McKenna berechnete den Kurs. »Jetzt ist es halb fünf«, sagte sie. »Wenn wir ankommen, ist es noch hell, und wir können uns überzeugen, ob der Platz geeignet ist. Wenn ja, werfen wir Anker und holen erst einmal den versäumten Schlaf nach.«

»Verstanden. Geben Sie Bescheid, wenn Sie Unterstützung brauchen. Unsere Ressourcen stehen Ihnen zur Verfügung.«

McKenna dankte, wünschte Kapitän Geoffries einen guten Abend und legte auf. Stand am Ruder, schaute auf die mäßig bewegte See, horchte auf den deutlich abgeflauten Wind und fühlte, wie Ruhe in sie einkehrte. Nicht nur in sie: Auch Spike hatte sich wieder schlafen gelegt.

Durch den Samalga Pass mit nur einem Motor.
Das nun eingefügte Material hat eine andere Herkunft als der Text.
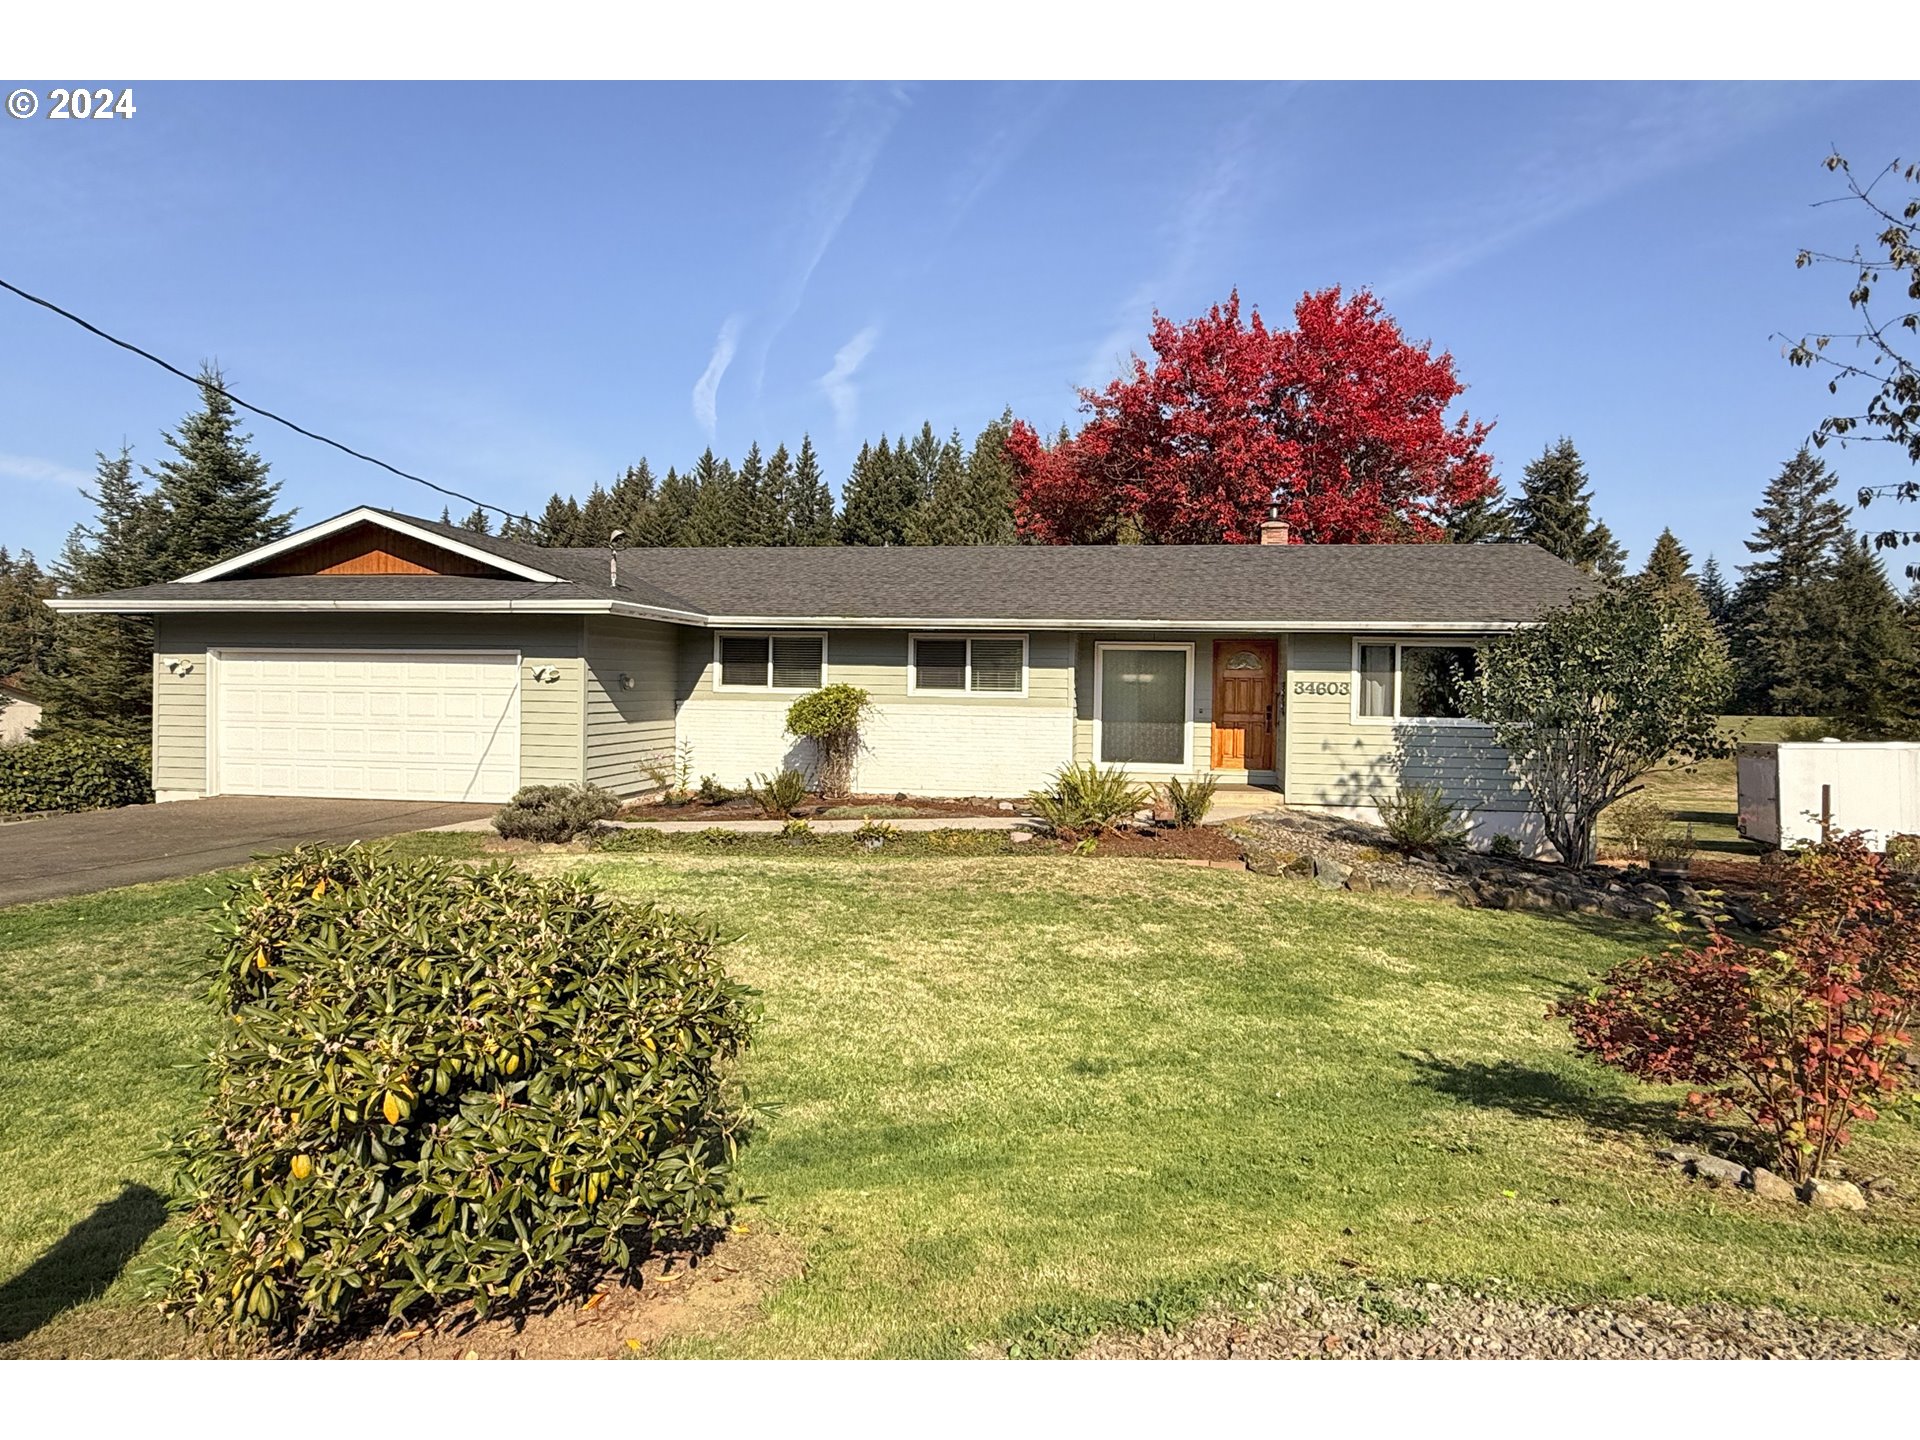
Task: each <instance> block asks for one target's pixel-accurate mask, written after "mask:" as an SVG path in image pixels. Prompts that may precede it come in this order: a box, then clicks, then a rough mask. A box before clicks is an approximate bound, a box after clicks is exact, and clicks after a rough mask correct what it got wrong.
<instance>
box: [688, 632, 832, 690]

Sie trat an das Echolot, auf dem das Foto ihres Vaters in dem alten Zinnrahmen stand. Hob es auf, studierte das Lächeln auf seinem Gesicht, in seinen Augen, spürte seine Gegenwart, obwohl sie mit Spike allein im Ruderhaus war.

Wenn du nicht gewesen wärst …, dachte sie, machte eine Bewegung, um das Bild zurückzustellen, und sah sich im Glas des Rahmens unvermutet mit ihrem eigenen Spiegelbild konfrontiert. Der Anblick versetzte ihr einen gelinden Schock.

Sie war dreckig. Getriebeöl oder Schmierfett an der Stirn und unter einem Auge. An der Wange verwischtes Blut. Woher? Nicht feststellbar. Vielleicht von den aufgeschürften Fingerknöcheln. Sie sah müde aus, abgekämpft, k. o. – aber sie lächelte, und es war das Lächeln von Randall Rhodes auf dem Foto: trotz Erschöpfung mit sich und der Welt zufrieden.

Durch den Samalga-Pass mit nur einem Motor, dachte sie wieder und stellte das Foto hin. McKenna Rhodes, du hast deine Bewährungsprobe bestanden. Von heute an bist du ein echter Bergungsschiffer!